When it occurs in children who are under 6 years old it should not be a cause for any concern. This is mainly due to the fact that the control over the bladder during the night is simply not yet established. Treatment of bedwetting requires a lot of understanding and patience.

The exact cause of bedwetting cannot be established but there are a number of factors which may be contributing to the development of this medical condition. A child may have a bladder which is still too small to hold urine which gets produced during the night. There are also children who cannot recognize when he or she has a full bladder. Hormonal imbalances can also play an important role when it comes to the occurrence of bedwetting. This usually includes insufficient amounts of the anti-diuretic hormone produced so the production of urine during the night cannot be slowed down as it was supposed to be.

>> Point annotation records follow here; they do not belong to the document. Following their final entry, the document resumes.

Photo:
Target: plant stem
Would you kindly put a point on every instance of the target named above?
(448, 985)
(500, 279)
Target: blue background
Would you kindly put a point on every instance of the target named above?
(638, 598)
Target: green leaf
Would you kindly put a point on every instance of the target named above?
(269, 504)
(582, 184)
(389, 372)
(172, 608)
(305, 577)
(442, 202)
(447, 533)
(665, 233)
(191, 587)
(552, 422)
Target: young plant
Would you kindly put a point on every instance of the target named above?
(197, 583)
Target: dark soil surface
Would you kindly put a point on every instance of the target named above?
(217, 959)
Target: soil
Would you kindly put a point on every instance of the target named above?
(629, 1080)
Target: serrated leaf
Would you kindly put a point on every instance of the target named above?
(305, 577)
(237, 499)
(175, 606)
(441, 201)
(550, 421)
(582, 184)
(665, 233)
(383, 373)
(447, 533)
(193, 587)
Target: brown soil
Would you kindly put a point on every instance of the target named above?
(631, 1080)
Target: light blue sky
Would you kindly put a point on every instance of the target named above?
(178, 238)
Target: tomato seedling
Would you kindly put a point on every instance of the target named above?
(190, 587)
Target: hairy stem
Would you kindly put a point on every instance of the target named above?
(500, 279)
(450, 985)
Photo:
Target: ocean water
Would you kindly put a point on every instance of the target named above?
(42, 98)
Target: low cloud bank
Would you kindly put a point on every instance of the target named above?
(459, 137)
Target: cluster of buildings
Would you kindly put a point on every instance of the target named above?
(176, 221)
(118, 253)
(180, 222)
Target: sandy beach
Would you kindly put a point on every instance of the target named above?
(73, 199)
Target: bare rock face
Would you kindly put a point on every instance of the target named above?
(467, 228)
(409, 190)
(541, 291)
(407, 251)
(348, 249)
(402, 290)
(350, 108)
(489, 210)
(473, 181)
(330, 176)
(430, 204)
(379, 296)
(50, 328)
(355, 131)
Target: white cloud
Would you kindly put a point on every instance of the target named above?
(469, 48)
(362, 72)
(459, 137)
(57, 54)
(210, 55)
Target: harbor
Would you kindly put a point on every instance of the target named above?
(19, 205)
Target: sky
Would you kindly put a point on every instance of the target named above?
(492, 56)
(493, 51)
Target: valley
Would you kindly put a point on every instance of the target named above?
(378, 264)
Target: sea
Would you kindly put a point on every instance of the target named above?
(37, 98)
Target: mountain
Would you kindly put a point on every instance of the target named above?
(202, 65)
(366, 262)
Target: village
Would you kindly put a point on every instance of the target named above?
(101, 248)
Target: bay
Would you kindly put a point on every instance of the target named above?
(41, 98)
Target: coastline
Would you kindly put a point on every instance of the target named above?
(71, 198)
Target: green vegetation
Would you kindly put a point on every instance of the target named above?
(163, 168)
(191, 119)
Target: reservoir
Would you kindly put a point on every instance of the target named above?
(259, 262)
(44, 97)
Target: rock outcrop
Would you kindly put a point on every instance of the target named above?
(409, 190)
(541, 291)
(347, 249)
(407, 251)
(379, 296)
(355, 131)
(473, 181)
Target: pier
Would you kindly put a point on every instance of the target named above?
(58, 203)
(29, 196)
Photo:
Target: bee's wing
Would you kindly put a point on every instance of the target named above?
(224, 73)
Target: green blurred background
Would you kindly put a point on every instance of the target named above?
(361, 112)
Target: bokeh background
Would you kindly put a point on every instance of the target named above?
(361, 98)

Various stressful events such as sleeping away from home, starting a new school and so on can also be contributing to the occurrence of bedwetting. Bedwetting may also be associated with urinary tract infections. They may make it difficult to control the bladder and lead to painful urinations, frequent urination, daytime bedwetting and several other symptoms.

Bedwetting can also be associated with sleep apnea. For those who do not know, sleep apnea is a condition in which the breathing gets interrupted during the sleep and is accompanied by symptoms such as daytime drowsiness, sore throat, sinus infections, ear infections and snoring. Diabetes can also be one of the possible causes of bedwetting, and in such cases it is usually accompanied by weight loss, fatigue, increased thirst and several other similar symptoms.

Chronic constipation and bowel movement problems may also trigger bedwetting at night in some cases. Various defects in the urinary system or the neurological system of a child may also sometimes be held responsible for the onset of bedwetting.

The intake of fluids in the evening needs to be reduced. Beverages and food items which contain caffeine need to be avoided as much as possible.